Our schools are filled with students who have no vision of the value of their work. In our obsession with the assessment of student progress and measurable goals, we have assigned a point total to every activity, inadvertently shifting the emphasis in the students' minds from the intrinsic value of the activity at hand to the inherently meaningless quest for "points".
What motivates students strongly correlates with what we see in the teachers' lounge: The teachers with a vision for what they can accomplish in students' lives are planning, grading, discussing, or perhaps venting frustration. Those others are reading the paper, chatting, or sighing about the ten long years until retirement. What makes the difference between these two groups of teachers?
The conscientious teachers are working because of the intrinsic value of the job, deriving satisfaction from the work itself. The others are working for external rewards, and as such have learned the human art of doing the least amount of work to receive the desired compensation.
Students are the same way. It's not hard to get kids to pretend they're working. We pay them with points that we all pretend have value. But most students know exactly what they have to do to get by with the minimum amount of thought for the minimum amount of points to satisfy a minimum criteria (imposed by their parents, or by their own sense of what is acceptable).
Research has shown that when rewards are used to motivate, subjects are distracted from the inherent value of their work by their focus on the reward. Teachers who rely primarily upon extrinsic motivation are allowing--even rewarding--students to go through the motions.

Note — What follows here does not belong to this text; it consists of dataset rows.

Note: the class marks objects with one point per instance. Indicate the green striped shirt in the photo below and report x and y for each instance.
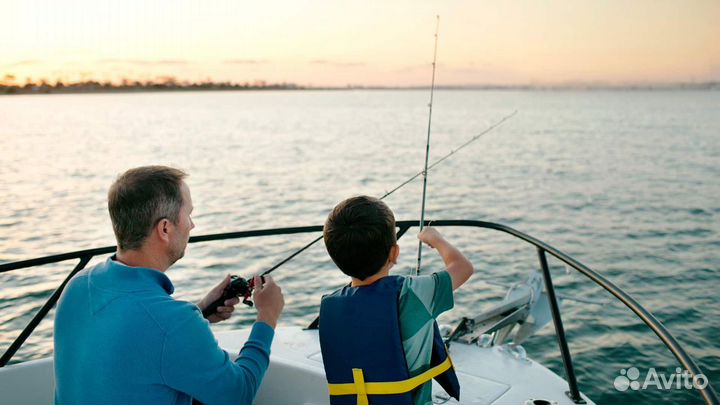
(422, 299)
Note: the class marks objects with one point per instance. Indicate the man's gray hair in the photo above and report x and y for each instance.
(140, 198)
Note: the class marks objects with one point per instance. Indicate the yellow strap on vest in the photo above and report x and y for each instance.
(362, 389)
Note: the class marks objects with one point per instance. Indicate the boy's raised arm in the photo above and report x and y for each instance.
(457, 264)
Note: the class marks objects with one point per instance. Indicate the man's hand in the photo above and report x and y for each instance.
(223, 312)
(269, 300)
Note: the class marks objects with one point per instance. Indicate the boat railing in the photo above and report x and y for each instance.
(542, 248)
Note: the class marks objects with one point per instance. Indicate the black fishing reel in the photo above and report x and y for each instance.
(238, 287)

Such a teacher is going through the motions as well.
It is indisputable that evaluation, assessment, measurement--whatever you want to call the means by which we quantify student performance--are necessary. In their proper perspective, they are indispensable. But we must not forget that grades are not primarily motivators, but indicators. Grades should measure mastery on a holistic basis. If we want students to finish each unit, each semester, each year with useful knowledge, they must receive high grades only for demonstration of this knowledge.
To assess how students are motivated, look at what drives you and your colleagues. Teachers in traditional school systems do not improve because of ever-increasing perks from the administration, but because they attain a clearer vision of the importance of the choices they make in the classroom.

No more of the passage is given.